FCA Consumer Investment review could fuel levy rises
Aegon has called on the FCA to make sure that their Consumer Investment Market review does not to burden financial advice firms with increasing FSCS levies or professional indemnity premiums.
The FCA today launched a Call for Input to help shape its work on improving the consumer investment market.
The regulator said that too often consumers receive lower returns than they should because of unsuitable products with high fees.
The Call for Input is seeking views on what more can be done to help the market offer products that meet straightforward needs, how people can understand the risks of higher risk investments, the regulation of financial promotions, protecting consumers from scams, and what more the FCA can do to “ensure that when people lose money because of an act or omission of a regulated firm, they are appropriately compensated and that it is paid for fairly by those who cause the loss.”
Aegon shared concerns that the review could lead to even higher levies for financial advisory firms.
Steven Cameron, pensions director at Aegon, said: “The FCA’s Call for Input on the Consumer Investment Market is extremely wide ranging and brings back memories of the Financial Advice Market Review. Topics under consideration include mass market versus high risk investments, the advice versus guidance debate, consumer compensation and how to ensure ‘polluter pays’, scam prevention and technological innovation. There’s likely to be something here that every adviser firm across the UK will have an interest in.

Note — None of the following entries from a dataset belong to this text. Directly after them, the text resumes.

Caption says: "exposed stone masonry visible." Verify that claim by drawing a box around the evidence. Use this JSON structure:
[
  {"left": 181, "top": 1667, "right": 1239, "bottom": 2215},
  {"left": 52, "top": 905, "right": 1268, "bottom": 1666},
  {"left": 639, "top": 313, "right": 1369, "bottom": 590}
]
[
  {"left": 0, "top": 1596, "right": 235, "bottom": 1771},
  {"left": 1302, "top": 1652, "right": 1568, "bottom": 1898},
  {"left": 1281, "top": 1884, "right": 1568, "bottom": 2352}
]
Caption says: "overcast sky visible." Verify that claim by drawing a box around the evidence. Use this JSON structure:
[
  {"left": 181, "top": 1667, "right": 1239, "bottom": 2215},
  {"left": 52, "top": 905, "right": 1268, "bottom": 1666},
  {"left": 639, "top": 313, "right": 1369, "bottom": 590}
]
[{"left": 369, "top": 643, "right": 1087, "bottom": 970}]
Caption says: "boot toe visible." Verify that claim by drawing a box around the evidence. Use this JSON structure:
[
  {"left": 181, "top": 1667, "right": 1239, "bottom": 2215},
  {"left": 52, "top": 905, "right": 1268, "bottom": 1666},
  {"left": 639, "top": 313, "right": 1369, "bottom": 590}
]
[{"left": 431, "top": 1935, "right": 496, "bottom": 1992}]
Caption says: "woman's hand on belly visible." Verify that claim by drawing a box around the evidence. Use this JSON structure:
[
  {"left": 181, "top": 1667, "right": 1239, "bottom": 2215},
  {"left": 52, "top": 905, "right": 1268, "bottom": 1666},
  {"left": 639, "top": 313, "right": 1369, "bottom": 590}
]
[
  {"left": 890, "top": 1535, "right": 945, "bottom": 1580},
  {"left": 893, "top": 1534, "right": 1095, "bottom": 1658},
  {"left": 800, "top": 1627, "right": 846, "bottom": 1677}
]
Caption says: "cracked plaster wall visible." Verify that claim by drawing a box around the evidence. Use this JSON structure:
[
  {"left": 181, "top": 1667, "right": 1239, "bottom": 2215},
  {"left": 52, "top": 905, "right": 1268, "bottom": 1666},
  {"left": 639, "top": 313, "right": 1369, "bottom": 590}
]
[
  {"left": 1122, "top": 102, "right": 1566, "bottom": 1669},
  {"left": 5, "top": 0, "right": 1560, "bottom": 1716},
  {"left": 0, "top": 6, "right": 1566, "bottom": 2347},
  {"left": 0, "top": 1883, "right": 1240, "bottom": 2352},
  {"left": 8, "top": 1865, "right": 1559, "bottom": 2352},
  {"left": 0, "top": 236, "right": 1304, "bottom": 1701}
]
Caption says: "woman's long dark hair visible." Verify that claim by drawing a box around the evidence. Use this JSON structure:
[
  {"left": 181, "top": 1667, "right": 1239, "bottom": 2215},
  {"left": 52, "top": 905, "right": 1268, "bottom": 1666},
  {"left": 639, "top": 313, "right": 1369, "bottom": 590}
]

“It’s important that the FCA does keep a focus on protecting people from scams and stamping out the small minority of poor advice. But this needs very different treatment from supporting the growth of a market which can support more people in the way that works for them, cost effectively. That could be holistic ongoing advice, one-off or simplified advice, more tailored forms of guidance or better constructed information.
“At the heart of this, we need to make sure the vast majority of highly professional financial advice firms aren’t burdened with ever increasing FSCS levies or Professional Indemnity premiums.”